Wednesday Wide
Where do we go from here? The words are coming out all weird.
Manchester City
Manchester City will win the league. Excellent, that’s that sorted. If Roberto Mancini says it, it will happen. Exactly like when he said Carlos Tevez would never play for him again. Whoops. Against a revitalised Chelsea tonight, they could either get back on track or capitulate utterly. There’s very little margin for error. It’s three points or they’ve bottled the league.

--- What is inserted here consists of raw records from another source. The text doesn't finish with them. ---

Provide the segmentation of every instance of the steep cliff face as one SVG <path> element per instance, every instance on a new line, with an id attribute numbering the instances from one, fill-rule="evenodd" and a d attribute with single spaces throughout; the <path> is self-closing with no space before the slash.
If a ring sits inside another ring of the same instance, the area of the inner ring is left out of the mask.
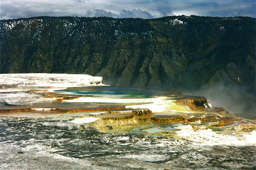
<path id="1" fill-rule="evenodd" d="M 255 94 L 255 18 L 42 17 L 1 20 L 0 73 L 85 74 L 104 84 Z"/>

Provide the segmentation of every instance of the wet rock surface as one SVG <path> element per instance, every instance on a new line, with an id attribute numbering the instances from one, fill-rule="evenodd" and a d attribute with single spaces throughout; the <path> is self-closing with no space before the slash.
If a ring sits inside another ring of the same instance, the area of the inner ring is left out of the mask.
<path id="1" fill-rule="evenodd" d="M 3 169 L 254 169 L 256 147 L 102 133 L 66 119 L 0 120 Z"/>

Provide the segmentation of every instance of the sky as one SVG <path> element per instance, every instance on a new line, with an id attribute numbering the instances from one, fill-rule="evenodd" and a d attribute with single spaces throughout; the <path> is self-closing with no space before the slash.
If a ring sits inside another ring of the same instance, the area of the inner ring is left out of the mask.
<path id="1" fill-rule="evenodd" d="M 256 17 L 255 0 L 1 0 L 1 20 L 41 16 Z"/>

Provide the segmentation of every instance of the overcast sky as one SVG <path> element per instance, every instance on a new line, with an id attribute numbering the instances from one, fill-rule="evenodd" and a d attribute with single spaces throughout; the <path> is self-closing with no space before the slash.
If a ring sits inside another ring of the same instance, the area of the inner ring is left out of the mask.
<path id="1" fill-rule="evenodd" d="M 0 19 L 40 16 L 152 18 L 169 15 L 256 17 L 255 0 L 1 0 Z"/>

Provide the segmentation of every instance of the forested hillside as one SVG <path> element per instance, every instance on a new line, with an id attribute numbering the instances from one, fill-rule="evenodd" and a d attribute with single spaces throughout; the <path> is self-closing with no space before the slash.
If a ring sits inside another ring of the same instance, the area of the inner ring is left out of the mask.
<path id="1" fill-rule="evenodd" d="M 2 20 L 0 73 L 84 74 L 110 85 L 175 90 L 221 83 L 255 97 L 256 21 L 196 16 Z"/>

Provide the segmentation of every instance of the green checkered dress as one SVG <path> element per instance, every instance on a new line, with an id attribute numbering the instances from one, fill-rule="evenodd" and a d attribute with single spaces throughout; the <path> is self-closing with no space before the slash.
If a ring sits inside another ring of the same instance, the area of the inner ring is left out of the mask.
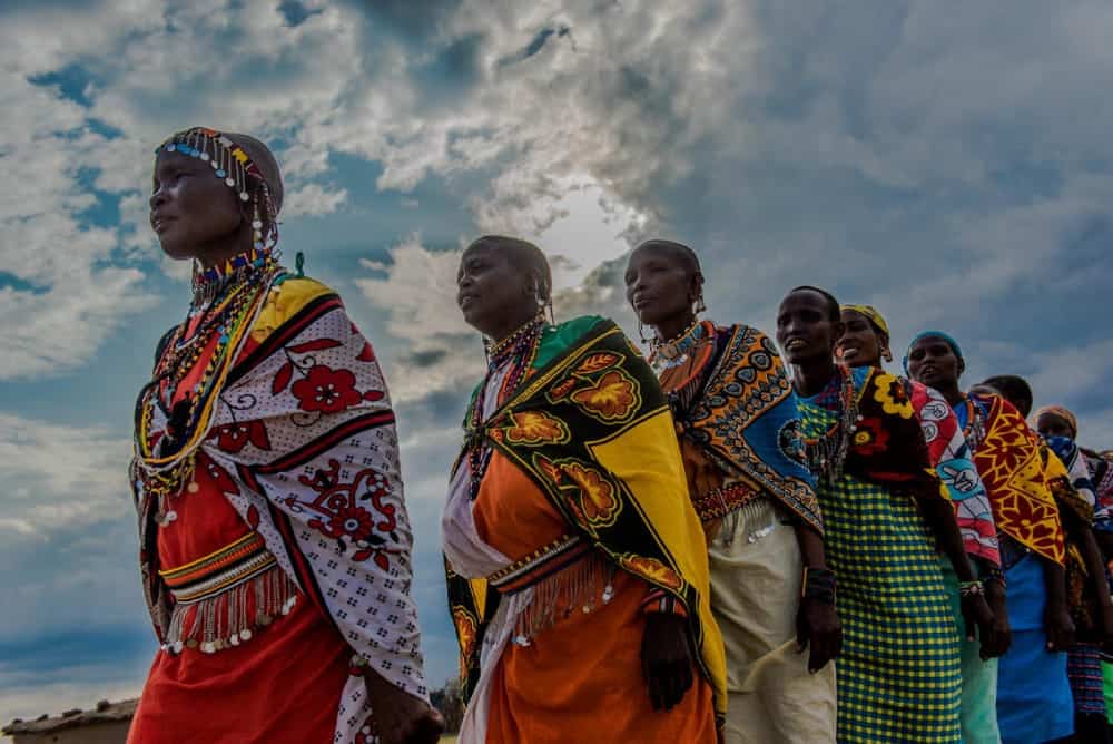
<path id="1" fill-rule="evenodd" d="M 835 411 L 800 399 L 804 435 Z M 853 476 L 820 486 L 843 625 L 839 742 L 961 742 L 957 633 L 938 558 L 912 498 Z"/>

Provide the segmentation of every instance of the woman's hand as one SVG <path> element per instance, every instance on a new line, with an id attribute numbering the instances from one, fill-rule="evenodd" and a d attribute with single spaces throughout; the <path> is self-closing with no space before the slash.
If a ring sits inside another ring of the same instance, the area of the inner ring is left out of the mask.
<path id="1" fill-rule="evenodd" d="M 1044 613 L 1044 629 L 1047 633 L 1047 650 L 1065 652 L 1074 645 L 1074 620 L 1066 609 L 1066 603 L 1048 601 Z"/>
<path id="2" fill-rule="evenodd" d="M 814 597 L 804 597 L 796 614 L 796 649 L 804 653 L 808 646 L 808 672 L 815 674 L 838 657 L 843 650 L 843 628 L 838 624 L 835 606 Z"/>
<path id="3" fill-rule="evenodd" d="M 670 711 L 683 699 L 695 681 L 693 669 L 688 618 L 649 613 L 641 639 L 641 670 L 654 711 Z"/>
<path id="4" fill-rule="evenodd" d="M 989 579 L 985 583 L 985 603 L 993 613 L 993 621 L 988 629 L 978 626 L 982 660 L 1003 656 L 1013 645 L 1013 629 L 1008 625 L 1008 609 L 1005 607 L 1005 587 L 1001 581 Z"/>
<path id="5" fill-rule="evenodd" d="M 366 669 L 364 679 L 375 709 L 375 728 L 383 744 L 436 744 L 444 718 L 425 701 L 398 689 Z"/>

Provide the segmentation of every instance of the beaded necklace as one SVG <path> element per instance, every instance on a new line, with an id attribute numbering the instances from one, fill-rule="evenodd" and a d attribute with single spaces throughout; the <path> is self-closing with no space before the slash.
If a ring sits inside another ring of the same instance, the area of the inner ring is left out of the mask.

They’ll probably do it – and I think they’ll still win the league – but right now it’s got all the hallmarks of a real City job.
AN
Loyal toast
On the very day that a government voted for by no one murdered the NHS, who better to console all non-arseholes that our money ends up in the right places than the very ‘queen’: “I have been privileged to witness some of that history and, with the support of my family, rededicate myself to the service of our great country and its people now and in the years to come.” One must only credit her, mustn’t one – or her speechwriters, whom no doubt she serves too – for packing such an intense amount of absurdity into a single sentence. Imagine if the legal system employed her definition of witness, for example: “Everyone else’s Honour, though one wasn’t there or even close to there, and one was sitting on one’s throne in one’s palace picking one’s vagina as is one’s wont, one is sure that closed-circuit television showing Steven Gerrard punching Marcus McGee makes it as though one was there, thus one is a witness”. Hmmm, maybe it’s not such a bad idea after all, and certainly not as arfsome as the notion that the family she raised so very lovingly have supported her. But then we arrive at the final clause – sarcasm, satire or senility, it’s hard to decide, but I defy you to extract from it a single salient sentiment.
DH
Smoke and guns
Indignation, isn’t it beautiful? It is, isn’t it? Ashley Cole, isn’t he a prick? He is, isn’t he? However, in the eyes of his employers, he’s earned himself a fair whack of credit by virtue of doing his job very well over a period of several years. Jacob Mellis, on the other hand, has not, so there’s not the slightest reason for affording him the same loyalty. It’s incredibly lame of Chelsea to sack a kid for a kiddish prank, but nothing whatsoever to do with the club’s treatment of an employee deserving of their far greater tolerance; we do, after all, conduct our personal relationships in similar fashion.